Sidebar: Even the Central government has used the National Highways Authority of India (NHAI) in this manner.

But then, the Finance Commission closed this loophole in 2021 and Kerala’s problems multiplied. Suddenly, all of KIIFB’s debt was included in the state’s borrowing too. And Kerala found that its NBC was closer than it appeared. Its borrowing avenues were shut.

And when it asked the Central government for help, it was turned away.

Now Kerala says this violates Article 293 of the Constitution which says that public debt of a state is its own matter and not something the Parliament should have control over. So it took the matter to the Supreme Court.

And what did the Supreme Court say?

Well, we don’t have an answer yet. Since it’s the first case of its kind, we’re soon going to have a five-judge Constitution Bench set up by the Chief Justice of India to look into this matter. But that’s going to take some time.

And in the meantime, Kerala’s financial woes continue.

PS: Kerala has also complained that just because the state has a high per capita income, it is being penalised by getting a lower share of tax revenue from the Centre. This has reduced its revenues already. It’s something Karnataka has protested about too.


Money tips 💰: Rule of 72

What if we told you that you can use a simple formula to predict the time it’ll take to double your investments?

It’s not even rocket science. All you have to do is divide 72 by the annual rate of return you’re expecting on your money. And voila! It’ll tell you how many years it’ll take for your savings to double itself.

Let’s take an example. Let’s assume that you’ve invested ₹1,00,000 now and you’ll get an interest of 8% every year. That means, your ₹1,00,000 will become ₹2,00,000 in approximately 9 years (72/8).

But how does this rule work, you ask?

See, this investing rule has been used for ages. In fact, its initial reference dates back to a 15th century work called Summa de arithmetica by an Italian mathematician Luca Pacioli.

But he doesn’t really tell people how he arrived at this investment doubling formula. So it’s possible that he was just building on the work of an earlier scholar who’d figured out something similar. In fact, the calculation could be even more accurate if we use the number 69 instead of 72. But since 69 isn’t a very easily divisible number, we use 72.

But here are three things to keep in mind.

This formula only works when you’re earning a compound interest on your investment. Or interest you earn on both the initial money or principal you invested and the interest that principal has accumulated from previous periods. So even if you have a constant principal lying in your savings account, you can’t use this rule to estimate when your savings will double.

Don’t be too excited thinking that you could use this for any kind of investment because this formula may not be the best fit for your stock or mutual fund investments. And that’s because you might consider the annual average return of these investments based on how they’ve performed in the past. But past performance doesn’t guarantee that returns will be the same in the future, no? If the returns fall, your average annual return gets affected and your calculations can go haywire.

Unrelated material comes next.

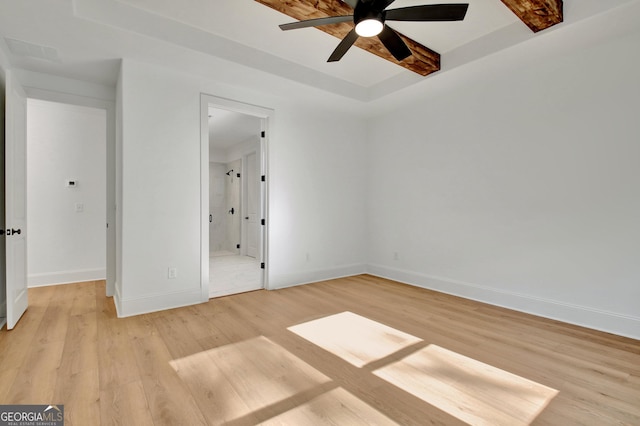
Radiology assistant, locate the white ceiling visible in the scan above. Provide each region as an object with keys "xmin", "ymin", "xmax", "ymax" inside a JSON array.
[{"xmin": 0, "ymin": 0, "xmax": 637, "ymax": 103}]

So when do you use this, then? You could use it for other goals like saving up for a down payment for a car or home you’ll buy in the future or even for putting aside money for your higher education, wedding or retirement. But before that, read the next exception too.

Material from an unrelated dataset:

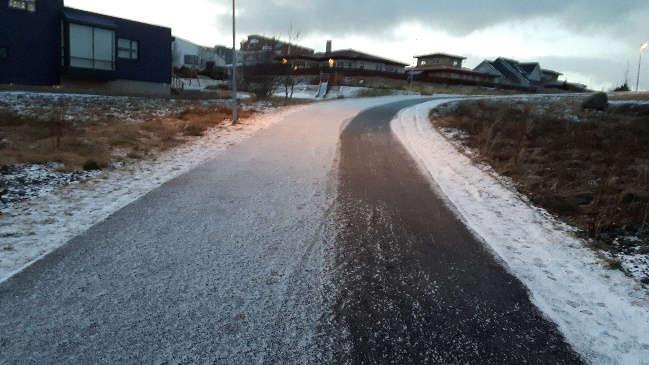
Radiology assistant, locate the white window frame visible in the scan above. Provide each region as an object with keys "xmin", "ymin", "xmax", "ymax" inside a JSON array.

This rule doesn’t consider the diminishing power of your doubled investment. Simply put, going by our previous example, the ₹2,00,000 you make after 9 years won’t be able to buy you the same number of things that you can buy today. That’s because the purchasing power of your savings drops as inflation eats into it.

And to fix that you can simply use the same formula to find out how many years it’ll take for the purchasing power of your savings to halve. So, if the average inflation rate is 5% every year, the purchasing power of your investment will halve in about 14 years. Don’t forget to factor that in when you’re using this rule.